In this example, we will fetch data from an external API using TypeScript and handle the response with types.

Example: Api.ts

Create a file called Api.ts:

interface Post {
  userId: number;
  id: number;
  title: string;
  body: string;
}

export async function fetchPosts(): Promise<Post[]> {
  const response = await fetch("https://jsonplaceholder.typicode.com/posts");
  const posts: Post[] = await response.json();
  return posts;
}

Example: app.ts

Modify app.ts to fetch and display the posts:

import { fetchPosts } from "./Api";

async function displayPosts() {
  const posts = await fetchPosts();
  const postsList = document.createElement("ul");

  posts.forEach((post) => {
    const listItem = document.createElement("li");
    listItem.textContent = `${post.title} - ${post.body}`;
    postsList.appendChild(listItem);
  });

  document.body.appendChild(postsList);
}

displayPosts();

Explanation:

  • Api.ts defines a function fetchPosts that fetches posts from a public API and returns the response typed as an array of Post objects.
  • app.ts calls fetchPosts to retrieve data and displays it on the web page.

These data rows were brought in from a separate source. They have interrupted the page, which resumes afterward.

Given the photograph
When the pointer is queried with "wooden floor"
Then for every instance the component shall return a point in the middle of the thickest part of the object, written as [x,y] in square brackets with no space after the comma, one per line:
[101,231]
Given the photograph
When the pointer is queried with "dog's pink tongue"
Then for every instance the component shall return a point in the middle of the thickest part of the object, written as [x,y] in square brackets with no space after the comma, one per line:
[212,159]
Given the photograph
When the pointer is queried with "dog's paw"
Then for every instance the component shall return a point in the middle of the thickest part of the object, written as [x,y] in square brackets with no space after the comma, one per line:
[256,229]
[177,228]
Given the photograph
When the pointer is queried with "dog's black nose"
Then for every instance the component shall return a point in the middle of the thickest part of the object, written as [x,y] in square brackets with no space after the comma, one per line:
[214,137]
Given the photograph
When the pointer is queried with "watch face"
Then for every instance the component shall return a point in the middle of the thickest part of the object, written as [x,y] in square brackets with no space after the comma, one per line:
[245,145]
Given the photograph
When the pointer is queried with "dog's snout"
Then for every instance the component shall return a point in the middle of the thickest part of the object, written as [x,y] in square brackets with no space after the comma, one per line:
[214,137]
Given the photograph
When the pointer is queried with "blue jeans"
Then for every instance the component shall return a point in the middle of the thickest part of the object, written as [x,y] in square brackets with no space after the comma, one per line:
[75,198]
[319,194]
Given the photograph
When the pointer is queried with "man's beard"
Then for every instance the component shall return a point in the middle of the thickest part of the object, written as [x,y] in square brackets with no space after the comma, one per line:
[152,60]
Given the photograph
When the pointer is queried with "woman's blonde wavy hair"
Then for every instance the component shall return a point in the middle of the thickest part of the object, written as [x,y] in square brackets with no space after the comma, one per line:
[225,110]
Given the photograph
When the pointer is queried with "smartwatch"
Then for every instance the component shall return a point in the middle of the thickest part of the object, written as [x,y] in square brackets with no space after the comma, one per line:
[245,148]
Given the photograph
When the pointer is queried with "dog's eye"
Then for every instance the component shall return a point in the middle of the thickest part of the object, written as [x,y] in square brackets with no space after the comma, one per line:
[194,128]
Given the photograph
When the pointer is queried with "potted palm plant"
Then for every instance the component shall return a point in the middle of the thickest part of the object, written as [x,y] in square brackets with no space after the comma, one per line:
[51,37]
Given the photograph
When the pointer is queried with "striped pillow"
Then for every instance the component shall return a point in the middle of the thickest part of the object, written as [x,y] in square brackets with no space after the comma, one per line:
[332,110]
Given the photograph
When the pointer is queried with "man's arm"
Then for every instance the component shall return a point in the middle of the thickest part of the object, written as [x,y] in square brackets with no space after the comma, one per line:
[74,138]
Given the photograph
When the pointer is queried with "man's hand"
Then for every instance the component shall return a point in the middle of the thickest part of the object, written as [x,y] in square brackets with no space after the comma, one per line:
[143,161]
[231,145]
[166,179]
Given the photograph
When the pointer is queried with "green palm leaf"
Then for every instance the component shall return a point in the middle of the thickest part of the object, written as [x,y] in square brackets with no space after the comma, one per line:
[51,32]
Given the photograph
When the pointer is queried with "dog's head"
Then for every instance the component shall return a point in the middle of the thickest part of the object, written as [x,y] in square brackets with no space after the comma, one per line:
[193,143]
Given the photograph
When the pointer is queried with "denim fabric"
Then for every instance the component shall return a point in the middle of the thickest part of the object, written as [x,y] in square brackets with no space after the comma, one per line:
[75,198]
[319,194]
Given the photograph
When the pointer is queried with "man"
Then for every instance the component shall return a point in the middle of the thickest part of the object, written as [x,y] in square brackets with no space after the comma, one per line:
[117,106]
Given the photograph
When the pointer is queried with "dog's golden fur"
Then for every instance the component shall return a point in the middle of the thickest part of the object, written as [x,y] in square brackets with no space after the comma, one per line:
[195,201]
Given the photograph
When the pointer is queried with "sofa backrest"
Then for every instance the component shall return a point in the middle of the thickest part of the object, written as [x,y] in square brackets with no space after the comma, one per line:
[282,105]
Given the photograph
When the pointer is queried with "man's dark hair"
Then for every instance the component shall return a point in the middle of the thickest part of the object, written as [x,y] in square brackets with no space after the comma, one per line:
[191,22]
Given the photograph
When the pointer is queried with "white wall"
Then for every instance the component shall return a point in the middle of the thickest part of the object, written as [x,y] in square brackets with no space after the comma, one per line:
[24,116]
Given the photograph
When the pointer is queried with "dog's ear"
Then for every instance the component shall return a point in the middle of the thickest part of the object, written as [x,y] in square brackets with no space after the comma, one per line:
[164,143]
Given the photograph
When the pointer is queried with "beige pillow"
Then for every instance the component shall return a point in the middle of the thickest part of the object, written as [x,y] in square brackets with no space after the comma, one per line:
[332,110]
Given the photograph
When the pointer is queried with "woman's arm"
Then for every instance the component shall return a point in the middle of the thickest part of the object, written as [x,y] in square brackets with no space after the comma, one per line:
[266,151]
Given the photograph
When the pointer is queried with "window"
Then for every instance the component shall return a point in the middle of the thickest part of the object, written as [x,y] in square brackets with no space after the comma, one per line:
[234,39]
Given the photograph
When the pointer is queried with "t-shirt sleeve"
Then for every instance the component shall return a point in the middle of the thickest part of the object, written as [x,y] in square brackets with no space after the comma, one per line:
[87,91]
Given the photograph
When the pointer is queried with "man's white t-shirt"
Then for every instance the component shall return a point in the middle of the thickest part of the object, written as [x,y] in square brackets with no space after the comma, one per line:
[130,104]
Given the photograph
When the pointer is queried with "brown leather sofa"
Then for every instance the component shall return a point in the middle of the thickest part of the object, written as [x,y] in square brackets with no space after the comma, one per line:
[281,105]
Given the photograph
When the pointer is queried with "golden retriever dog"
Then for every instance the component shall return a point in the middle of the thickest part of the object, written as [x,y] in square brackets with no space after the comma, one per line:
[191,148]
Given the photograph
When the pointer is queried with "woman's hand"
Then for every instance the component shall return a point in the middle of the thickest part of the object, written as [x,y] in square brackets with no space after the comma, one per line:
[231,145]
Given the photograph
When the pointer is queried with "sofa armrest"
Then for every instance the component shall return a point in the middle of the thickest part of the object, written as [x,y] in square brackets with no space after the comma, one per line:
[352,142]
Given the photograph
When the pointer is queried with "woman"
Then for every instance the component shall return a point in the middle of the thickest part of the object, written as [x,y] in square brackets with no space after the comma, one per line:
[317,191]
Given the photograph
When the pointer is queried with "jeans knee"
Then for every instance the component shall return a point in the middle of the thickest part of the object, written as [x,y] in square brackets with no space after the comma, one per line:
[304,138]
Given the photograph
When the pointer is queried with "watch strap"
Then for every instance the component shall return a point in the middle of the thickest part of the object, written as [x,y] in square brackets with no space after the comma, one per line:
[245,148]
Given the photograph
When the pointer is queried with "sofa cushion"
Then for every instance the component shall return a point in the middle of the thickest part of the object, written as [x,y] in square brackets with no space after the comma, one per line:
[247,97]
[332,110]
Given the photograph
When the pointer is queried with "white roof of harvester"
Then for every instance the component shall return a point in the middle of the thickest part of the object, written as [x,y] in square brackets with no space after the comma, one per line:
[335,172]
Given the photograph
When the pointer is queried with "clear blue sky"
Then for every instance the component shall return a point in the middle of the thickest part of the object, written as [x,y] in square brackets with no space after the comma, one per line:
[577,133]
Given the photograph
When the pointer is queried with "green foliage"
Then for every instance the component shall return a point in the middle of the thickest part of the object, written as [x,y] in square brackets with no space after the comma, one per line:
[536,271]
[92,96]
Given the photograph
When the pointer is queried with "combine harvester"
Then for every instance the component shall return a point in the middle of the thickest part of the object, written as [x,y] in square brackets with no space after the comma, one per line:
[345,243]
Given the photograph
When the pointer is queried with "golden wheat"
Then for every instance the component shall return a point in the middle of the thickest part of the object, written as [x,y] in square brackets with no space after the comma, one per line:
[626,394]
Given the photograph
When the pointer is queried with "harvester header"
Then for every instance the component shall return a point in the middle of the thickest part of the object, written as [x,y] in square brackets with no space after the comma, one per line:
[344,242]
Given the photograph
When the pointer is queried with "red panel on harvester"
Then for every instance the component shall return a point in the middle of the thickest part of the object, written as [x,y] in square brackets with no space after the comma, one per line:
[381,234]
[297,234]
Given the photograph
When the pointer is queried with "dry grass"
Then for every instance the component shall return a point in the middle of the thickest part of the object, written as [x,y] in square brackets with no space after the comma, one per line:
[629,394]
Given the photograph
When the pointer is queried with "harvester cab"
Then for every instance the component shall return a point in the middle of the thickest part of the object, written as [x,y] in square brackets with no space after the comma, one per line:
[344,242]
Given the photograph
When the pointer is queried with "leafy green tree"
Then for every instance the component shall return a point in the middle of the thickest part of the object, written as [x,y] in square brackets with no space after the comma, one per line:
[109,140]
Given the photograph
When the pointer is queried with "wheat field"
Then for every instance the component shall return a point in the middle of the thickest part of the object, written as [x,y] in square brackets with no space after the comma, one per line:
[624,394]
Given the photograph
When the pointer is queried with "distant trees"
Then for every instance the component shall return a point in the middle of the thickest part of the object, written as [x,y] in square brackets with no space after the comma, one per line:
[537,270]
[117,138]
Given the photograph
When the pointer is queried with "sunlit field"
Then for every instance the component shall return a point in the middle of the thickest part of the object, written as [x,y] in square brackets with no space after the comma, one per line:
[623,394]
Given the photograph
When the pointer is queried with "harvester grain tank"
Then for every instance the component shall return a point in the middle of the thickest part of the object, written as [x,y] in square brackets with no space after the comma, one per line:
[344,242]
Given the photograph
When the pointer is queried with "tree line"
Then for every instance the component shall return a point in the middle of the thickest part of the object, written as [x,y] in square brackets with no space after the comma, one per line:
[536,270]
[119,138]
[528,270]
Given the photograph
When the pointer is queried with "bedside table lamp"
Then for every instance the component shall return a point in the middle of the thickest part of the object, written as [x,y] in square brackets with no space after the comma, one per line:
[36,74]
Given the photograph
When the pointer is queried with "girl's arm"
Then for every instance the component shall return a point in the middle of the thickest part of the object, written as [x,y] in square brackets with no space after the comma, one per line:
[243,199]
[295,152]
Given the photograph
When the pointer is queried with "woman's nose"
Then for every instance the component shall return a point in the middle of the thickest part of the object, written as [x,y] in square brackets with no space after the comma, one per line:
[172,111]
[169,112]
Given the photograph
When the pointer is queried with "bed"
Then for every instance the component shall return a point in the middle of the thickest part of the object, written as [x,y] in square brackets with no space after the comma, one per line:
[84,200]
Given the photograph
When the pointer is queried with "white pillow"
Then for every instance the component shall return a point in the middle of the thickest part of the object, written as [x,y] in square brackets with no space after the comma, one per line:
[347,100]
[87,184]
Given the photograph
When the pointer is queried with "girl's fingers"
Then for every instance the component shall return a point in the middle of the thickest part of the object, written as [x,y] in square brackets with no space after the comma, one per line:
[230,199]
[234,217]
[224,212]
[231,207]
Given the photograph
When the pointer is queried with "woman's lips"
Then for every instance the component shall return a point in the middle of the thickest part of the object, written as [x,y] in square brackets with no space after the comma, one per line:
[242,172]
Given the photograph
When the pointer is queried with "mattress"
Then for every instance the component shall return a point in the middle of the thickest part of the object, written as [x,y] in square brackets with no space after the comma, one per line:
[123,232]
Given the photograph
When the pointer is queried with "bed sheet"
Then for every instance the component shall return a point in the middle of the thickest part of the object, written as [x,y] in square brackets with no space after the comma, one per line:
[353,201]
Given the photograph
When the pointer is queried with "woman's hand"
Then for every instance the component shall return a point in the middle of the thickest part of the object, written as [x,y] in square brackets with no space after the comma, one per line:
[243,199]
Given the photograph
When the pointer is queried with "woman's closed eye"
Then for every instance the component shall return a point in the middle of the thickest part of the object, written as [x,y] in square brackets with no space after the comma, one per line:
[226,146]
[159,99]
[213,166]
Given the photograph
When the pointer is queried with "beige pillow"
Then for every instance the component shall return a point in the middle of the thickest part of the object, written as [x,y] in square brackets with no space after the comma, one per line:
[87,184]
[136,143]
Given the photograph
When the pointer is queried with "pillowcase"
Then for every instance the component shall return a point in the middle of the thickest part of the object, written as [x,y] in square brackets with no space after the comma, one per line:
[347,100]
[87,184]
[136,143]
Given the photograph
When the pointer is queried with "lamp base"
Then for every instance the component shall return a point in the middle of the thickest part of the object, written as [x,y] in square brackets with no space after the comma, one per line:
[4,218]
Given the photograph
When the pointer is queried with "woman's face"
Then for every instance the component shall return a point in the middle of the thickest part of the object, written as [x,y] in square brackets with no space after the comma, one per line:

This example shows how TypeScript helps ensure that your API responses are correctly typed, preventing common errors when working with external data.

Example 5: Using TypeScript with Modules

Parcel supports ES modules out of the box. In this example, we’ll split our code into multiple modules, demonstrating how to import and export functions or classes.

Example: mathUtils.ts

Create a file called mathUtils.ts:

export function add(a: number, b: number): number {
  return a + b;
}

export function subtract(a: number, b: number): number {
  return a - b;
}

Example: app.ts

Now, modify app.ts to use the functions from mathUtils.ts:

import { add, subtract } from "./mathUtils";

const sum = add(5, 3);
const difference = subtract(10, 4);

console.log(`Sum: ${sum}, Difference: ${difference}`);

Explanation:

  • mathUtils.ts defines two functions: add and subtract, which are exported to be used in other modules.
  • app.ts imports those functions and uses them to perform simple arithmetic operations.

This shows how to structure your TypeScript code into reusable modules.

Parcel.js simplifies web development by providing automatic handling of TypeScript integration, which allows you to focus more on writing code rather than managing configurations. In this tutorial, we covered:

  • How to set up a Parcel.js project with TypeScript.
  • How to integrate TypeScript into your HTML files.
  • Structuring your project for maintainability and scalability.
  • Building and deploying your project with a few simple commands.

PS: If you’re just starting out with TypeScript, consider enabling strict mode in your tsconfig.json. It forces you to handle edge cases and can prevent bugs before they become problems!